Despite stringent fiscal and monetary measures, inflation remains above 10%, though it showed signs of easing in December 2024 and January 2025, mainly due to a decline in food inflation. BB is targeting an inflation range of 7–8% in the near term. According to a study conducted by Business Initiative Leading Development (BUILD), the supply side remains undisciplined, with extortionists dominating operations at the field level. In the existing supply chain, only 8–9 entities control the import supply of consumption goods, creating an oligopoly market structure. High interest rates increase production costs, while 42% of the economy remains informal (Economic Survey, 2024). Recent amendments to VAT and SD policy further complicate the scenario. Coordination among the National Board of Revenue (NBR), law enforcement agencies, and BB must be strengthened. The role of the Competition Commission is not visible in addressing market anomalies.

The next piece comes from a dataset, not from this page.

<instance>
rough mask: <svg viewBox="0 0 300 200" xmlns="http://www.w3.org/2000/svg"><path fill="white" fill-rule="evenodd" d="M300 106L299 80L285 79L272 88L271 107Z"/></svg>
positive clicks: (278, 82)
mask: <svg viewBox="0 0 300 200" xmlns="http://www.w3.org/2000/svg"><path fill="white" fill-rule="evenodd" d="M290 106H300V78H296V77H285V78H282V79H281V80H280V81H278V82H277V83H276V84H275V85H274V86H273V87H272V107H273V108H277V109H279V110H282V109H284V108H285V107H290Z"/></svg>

To control inflation, BB has decided to keep the policy rate at 10%, with corresponding adjustments to the Standing Lending Facility (SLF) at 11.5% and the Standing Deposit Facility (SDF) at 8.5%, establishing a policy rate corridor of ±150 basis points. The spread rate by BB translates into a higher spread rate for commercial banks and other financial institutions, which currently stands at approximately 6%. Compared with other developing countries, the spread rate could be reduced gradually.
BB manages the foreign exchange market through a crawling peg exchange rate mechanism. It has ceased intervening in the inter-bank market to stabilise the exchange rate, aiming to boost remittance inflows and exports. However, trading in the spot market under the crawling peg mechanism is not viable for banks due to the fixed rate, which is lower than other rates as they trade through cross-country currencies. Bangladesh now uses six different types of currencies for bilateral trade and other inflows and outflows of foreign currencies. A specific, currency-wise targeted trade volume could help BB understand the demand-supply mechanism and better control exchange rates for different currencies.
The negative growth of BB’s net foreign assets (NFA), which have dropped by 15.7%, is primarily due to debt service payments. Borrowing may reach up to BDT 1.5 trillion, compared to the revised BDT 990 billion, due to a shortfall in revenue amounting to BDT 580 billion in H1FY25, according to NBR data. Local-source deficit financing will be critical, as the deposit scenario in the banking sector shows negative signs. The MPS has not provided any direction in this regard. BB could announce a unique scheme for a specific duration with attractive incentives to attract idle deposits.
Moreover, private sector credit growth (7.3%) is below the projected growth (9.8%), leading to lower productivity rates, as reported by the Bangladesh Bureau of Statistics (BBS). Industrial growth, which was 8.22% in the first quarter of 2023–24, reduced to 2.13% in the first quarter of 2024–25 (July–October). The trend in capital machinery imports shows a decline of 25.1%, amounting to USD 1.03 billion as of November 2024 compared to the previous fiscal year, indicating that the investment scenario is not gaining the expected momentum. The employment situation requires a robust strategy.
The private sector expected a lower interest rate for obtaining loans from banks for existing and new investments. Keeping the policy rate at 10% could result in higher production costs, increasing the cost of raw material imports, wages, and machinery, inducing policy-driven inflation. This contradicts the strategy to reduce inflation. A high policy rate alone cannot contain inflation; other factors, such as supply-side constraints and eroded depositor confidence, must be addressed. BB should consider these factors to ensure perfect economic competition and good governance through coordinated efforts.